Milena forçou um sorriso quando Jane apareceu na porta do corredor.
— Está tudo bem? Eu ouvi um barulho…
Milena respirou fundo antes de responder.
— Está sim, Jane. Foi só um copo. Obrigada pela preocupação.
A jovem assentiu e voltou para o quarto das crianças. Com a voz baixa cantou uma canção de ninar. Talvez aquilo era uma forma de proteger aquele pequeno mundo do que estava acontecendo na sala.
O silêncio ficou pesado outra vez.
Álvaro falou primeiro, cauteloso.
— Se isso for verdade… talvez ele tenha sido pressionado. Eu sei que o pai dele nunca aceitou que Marcelo não reatasse com Kethelyn.
Milena levantou a mão, interrompendo.
— Pai... está tudo bem. Isso já não importa mais. — engoliu em seco. — Só fiquei triste pois talvez eu tenha superestimado o que eu significava.
Lívia se aproximou, inconformada.
— Para de se enganar. Liga para ele. Para de fugir. Você conhece o Marcelo. Ele deve ter uma explicação.
Milena ficou alguns segundos olhando para a parede, o olhar perdido.

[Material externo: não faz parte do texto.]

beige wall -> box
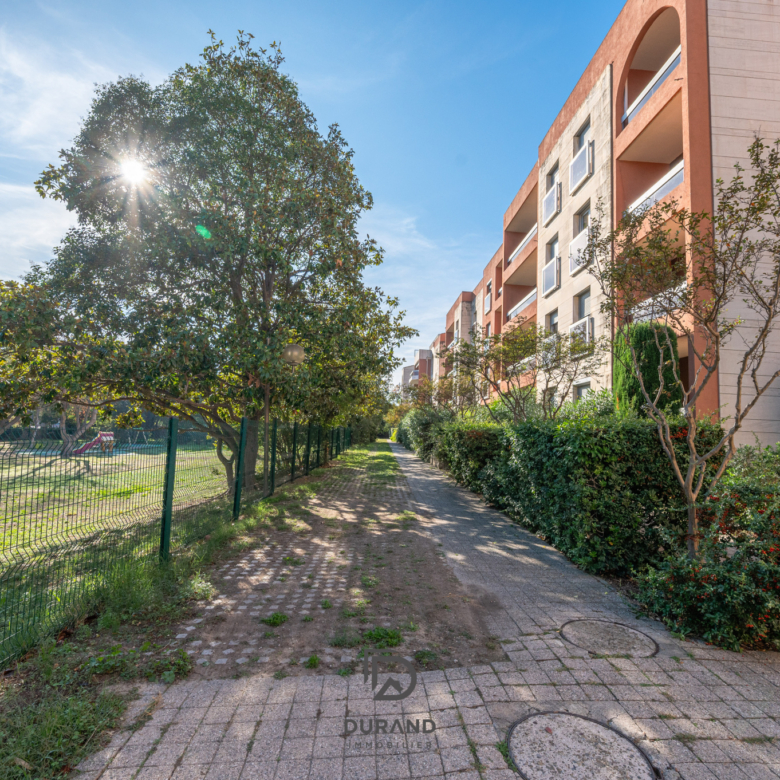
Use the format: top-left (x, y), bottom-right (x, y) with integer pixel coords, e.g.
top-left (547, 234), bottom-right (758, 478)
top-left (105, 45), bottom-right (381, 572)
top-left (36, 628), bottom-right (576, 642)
top-left (708, 0), bottom-right (780, 444)
top-left (537, 66), bottom-right (612, 400)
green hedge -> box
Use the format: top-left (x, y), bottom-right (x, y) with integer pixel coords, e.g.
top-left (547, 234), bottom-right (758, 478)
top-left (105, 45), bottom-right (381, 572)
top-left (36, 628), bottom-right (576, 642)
top-left (638, 478), bottom-right (780, 650)
top-left (433, 422), bottom-right (504, 493)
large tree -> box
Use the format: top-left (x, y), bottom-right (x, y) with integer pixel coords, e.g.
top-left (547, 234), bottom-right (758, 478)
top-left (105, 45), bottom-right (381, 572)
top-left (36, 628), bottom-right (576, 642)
top-left (11, 34), bottom-right (411, 483)
top-left (584, 139), bottom-right (780, 558)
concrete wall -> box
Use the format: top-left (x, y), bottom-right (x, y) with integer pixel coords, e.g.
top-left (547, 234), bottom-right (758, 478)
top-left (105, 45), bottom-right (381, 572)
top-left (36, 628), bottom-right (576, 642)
top-left (537, 66), bottom-right (612, 400)
top-left (708, 0), bottom-right (780, 444)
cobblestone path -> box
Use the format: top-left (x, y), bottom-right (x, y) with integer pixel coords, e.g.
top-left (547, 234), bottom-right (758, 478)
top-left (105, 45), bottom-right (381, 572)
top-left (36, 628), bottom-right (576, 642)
top-left (73, 445), bottom-right (780, 780)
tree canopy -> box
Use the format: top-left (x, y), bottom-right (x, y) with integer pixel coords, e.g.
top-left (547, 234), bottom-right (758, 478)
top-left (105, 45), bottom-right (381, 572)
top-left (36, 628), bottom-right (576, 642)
top-left (0, 33), bottom-right (413, 482)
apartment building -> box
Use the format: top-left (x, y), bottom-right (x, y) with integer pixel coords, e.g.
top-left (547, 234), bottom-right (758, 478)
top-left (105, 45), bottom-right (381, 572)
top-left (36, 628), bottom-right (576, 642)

— Claro que tem. Ele sempre tem.
A frase saiu baixa, firme. Não era uma forma de se convencer de que estava tudo bem.
— Amiga… — Lívia balançou a cabeça. — Você vai mesmo deixar isso assim? Vai deixar que outra ocupe o lugar que é seu?
— Eu não tenho escolha. Se eu voltar aquela mulher vai machucar meu pai... meus filhos e ele.

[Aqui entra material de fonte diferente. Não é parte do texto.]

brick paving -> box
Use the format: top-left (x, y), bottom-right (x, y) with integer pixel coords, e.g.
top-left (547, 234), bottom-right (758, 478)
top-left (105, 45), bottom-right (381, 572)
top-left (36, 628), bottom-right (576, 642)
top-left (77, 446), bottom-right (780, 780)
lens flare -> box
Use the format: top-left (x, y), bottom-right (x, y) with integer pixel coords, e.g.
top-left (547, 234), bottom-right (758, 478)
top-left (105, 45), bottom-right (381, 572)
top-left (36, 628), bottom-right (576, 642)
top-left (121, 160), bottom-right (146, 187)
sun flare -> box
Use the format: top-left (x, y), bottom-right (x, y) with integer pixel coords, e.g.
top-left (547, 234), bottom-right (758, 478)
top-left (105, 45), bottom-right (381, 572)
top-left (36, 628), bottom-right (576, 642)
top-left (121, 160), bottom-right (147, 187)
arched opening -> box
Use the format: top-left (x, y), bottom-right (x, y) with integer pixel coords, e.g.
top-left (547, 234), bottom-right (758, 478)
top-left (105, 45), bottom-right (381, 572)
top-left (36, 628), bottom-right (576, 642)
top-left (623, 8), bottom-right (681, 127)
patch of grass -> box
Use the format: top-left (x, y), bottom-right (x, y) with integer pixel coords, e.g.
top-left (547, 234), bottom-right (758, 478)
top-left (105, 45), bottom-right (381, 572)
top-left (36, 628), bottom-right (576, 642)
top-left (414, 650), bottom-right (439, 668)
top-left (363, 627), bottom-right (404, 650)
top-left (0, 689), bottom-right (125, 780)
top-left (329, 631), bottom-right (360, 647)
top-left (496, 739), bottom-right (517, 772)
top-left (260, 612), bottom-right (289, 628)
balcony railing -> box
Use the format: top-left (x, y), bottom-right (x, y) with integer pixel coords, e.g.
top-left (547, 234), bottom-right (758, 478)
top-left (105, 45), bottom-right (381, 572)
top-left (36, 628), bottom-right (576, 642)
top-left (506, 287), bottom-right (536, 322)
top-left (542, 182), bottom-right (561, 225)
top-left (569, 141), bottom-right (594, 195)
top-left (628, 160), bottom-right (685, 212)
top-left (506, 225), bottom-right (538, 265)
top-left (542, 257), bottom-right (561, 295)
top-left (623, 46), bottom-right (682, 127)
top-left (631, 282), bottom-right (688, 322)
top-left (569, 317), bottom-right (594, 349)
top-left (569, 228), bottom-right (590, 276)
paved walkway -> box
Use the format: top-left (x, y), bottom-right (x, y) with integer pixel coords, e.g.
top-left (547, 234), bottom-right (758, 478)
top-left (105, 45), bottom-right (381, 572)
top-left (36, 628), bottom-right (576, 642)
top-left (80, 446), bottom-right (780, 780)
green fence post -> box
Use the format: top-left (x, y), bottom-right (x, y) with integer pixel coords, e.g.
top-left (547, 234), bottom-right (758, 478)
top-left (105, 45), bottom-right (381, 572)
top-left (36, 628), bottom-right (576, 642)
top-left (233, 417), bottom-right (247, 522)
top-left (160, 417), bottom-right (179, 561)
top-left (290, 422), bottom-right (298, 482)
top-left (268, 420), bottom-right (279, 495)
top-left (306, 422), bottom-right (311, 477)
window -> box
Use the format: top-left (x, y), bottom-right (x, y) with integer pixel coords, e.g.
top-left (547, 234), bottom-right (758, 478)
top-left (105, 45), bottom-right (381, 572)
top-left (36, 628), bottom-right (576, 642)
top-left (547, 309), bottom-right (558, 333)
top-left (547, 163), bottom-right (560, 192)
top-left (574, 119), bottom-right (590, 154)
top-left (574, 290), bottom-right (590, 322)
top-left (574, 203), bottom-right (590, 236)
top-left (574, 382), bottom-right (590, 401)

— Não tem escolha ou tem medo da verdade?
Milena apertou o corte na palma da mão. A dor veio rápida. Ela fechou os olhos por um instante e se levantou.
— Lívia, vamos mudar de assunto. Eu não quero mais falar sobre isso.
Lívia respirou fundo, mas não desistiu.
— Eu ainda acho que tem coisa errada nessa história.
Milena soltou um suspiro longo, foi até a pia, a água fria correu sobre o corte, levando o sangue embora pelo ralo. Ela observou o próprio reflexo no vidro escuro da janela. Estava pálida. Os olhos vermelhos. Exausta.
— Se tem alguma coisa errada… não sou eu que preciso resolver.— Não havia ódio na voz dela. Só dor misturada com mágoa.
Ela pegou o pano e começou a recolher os cacos espalhados pelo chão. O vidro estalava contra o balde.
Milena olhou para os filhos e sorriu.
— Sim... eles são perfeitos.
Jane se despediu e saiu, fechando a porta com cuidado. O quarto ficou em silêncio. A luz fraca que entrava pela janela iluminava os quatro rostos adormecidos.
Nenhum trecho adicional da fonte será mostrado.